An evolution of One MDM solution

The story is my pure imagination. All facts, characters, and incidents portrayed are fictitious. No identification with actual persons, places, buildings, and products is intended or should be inferred.
…and moreover I have my client’s permission to tell it here… 🙂

Older days

Imagine a group of companies running different ERPs and accounting systems, but having some kind of central governance… That’s what I call NO MDM. 🙂

The centralized vision is somewhat and somehow managed by Sales, Analytics and in Risks departments, but no one has a real vision of what’s going on in details.

The most important object to manage is the “Third Party” (or just « Party »). We are not talking about « Customer Data Management » because « Party » has multiple roles withing every contract (it may be a “client”, “address”, “warehouse”, “partner”, etc).

During this period the definition of a « Party » was “a company at a given address with a given role created within a given ERP system”. I mean if you’re looking for any referenced “company” it will be represented in systems by 8 records on average because records will have something different – sometimes it’s just another role or a different contact.

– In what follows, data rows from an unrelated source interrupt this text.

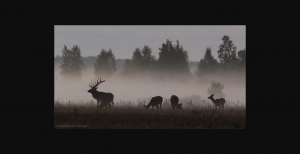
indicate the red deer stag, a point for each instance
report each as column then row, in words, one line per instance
column 100, row 96
column 218, row 102
column 155, row 101
column 174, row 102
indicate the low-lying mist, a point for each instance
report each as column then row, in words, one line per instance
column 144, row 87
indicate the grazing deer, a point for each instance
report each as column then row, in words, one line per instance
column 179, row 106
column 218, row 102
column 174, row 102
column 155, row 101
column 100, row 96
column 105, row 103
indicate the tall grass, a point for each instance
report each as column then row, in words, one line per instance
column 197, row 113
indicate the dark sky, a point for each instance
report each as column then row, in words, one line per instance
column 124, row 39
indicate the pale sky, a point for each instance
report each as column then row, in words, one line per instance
column 124, row 39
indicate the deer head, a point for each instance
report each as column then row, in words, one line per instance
column 94, row 86
column 211, row 96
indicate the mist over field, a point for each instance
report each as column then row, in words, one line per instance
column 144, row 87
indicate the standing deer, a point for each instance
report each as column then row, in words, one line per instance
column 155, row 101
column 218, row 102
column 100, row 96
column 174, row 102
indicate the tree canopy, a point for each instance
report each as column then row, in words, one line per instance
column 71, row 65
column 105, row 64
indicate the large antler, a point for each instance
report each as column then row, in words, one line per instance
column 95, row 85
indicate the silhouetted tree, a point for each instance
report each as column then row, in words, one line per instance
column 140, row 62
column 71, row 65
column 208, row 64
column 137, row 61
column 227, row 55
column 172, row 59
column 147, row 58
column 216, row 89
column 242, row 59
column 105, row 64
column 127, row 68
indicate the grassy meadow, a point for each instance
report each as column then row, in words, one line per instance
column 133, row 115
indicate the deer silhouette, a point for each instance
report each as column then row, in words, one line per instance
column 218, row 102
column 155, row 101
column 174, row 102
column 100, row 96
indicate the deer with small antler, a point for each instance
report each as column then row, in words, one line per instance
column 100, row 96
column 218, row 102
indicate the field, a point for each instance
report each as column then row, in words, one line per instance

In order to give some visibility to the Sales, there is a “hack” – every “client” record contains an ID of a linked CRM Account in order to trace the results of the Account Managers… because there is no other way to identify the performance of the sales department, I’m not even talking about credit limits and so on…

This is where our journey begins.

The users have been 100% responsible for the state of the data.

Consolidation and Data Quality Management

The first step was to understand what really happens in the group. Given its specifics there are 3 levels of « Party » which may be useful at different levels:

  1. CRM is working with people (Contacts) and this is creating quite a mess as there can be multiple “Accounts” for the very same « Party » of the next level.
  2. ERPs are mostly interested in the level of Facilities / Establishments (which are by definition “organisations’ addresses”, i.e. “company at a given geographical point”).
  3. Financial analytics/Risks/Accounting is using a higher level of a Party – “organisation” which is mainly identified by its VAT code (or another identifier of the same kind depending on the country).

Top priority – have a vision on ERP level.

What can be done?

  1. Consolidation. Let’s identify the duplicate data in ERP systems using our brand-new definition (Facilities / Establishments). All we need is an MDM Register type, actually. Duplicate identification starts here.
  2. Collaborative editing. For the biggest clients and partners, we can inverse the data flow – they are no more created and managed in each and every ERP of each and every country – they are managed in the central repository (the model is still based on Facilities / Establishments).
  3. Reactive DQ. In order to accomplish the task, multiple Reference Data repositories are unified – this is where the Data Quality journey begins because proposing a unified repository does not mean enforcing one…

Time passes by and more and more Parties are integrated, so when ERP systems are replaced by a newer version, by default they are fed from the central repository. The duplicate detection mechanism reuses the MDM Register, but now it’s running on the data which is still under creation (leading to a Proactive DQM in the future).

Next step

We see that the situation is changing – what started as an MDM Register, data consolidation and Data Quality platform becomes a Single Source of Truth, this is where we can verify the data before it becomes available (i.e. we are going from multisource consolidation effort to single source Proactive validation).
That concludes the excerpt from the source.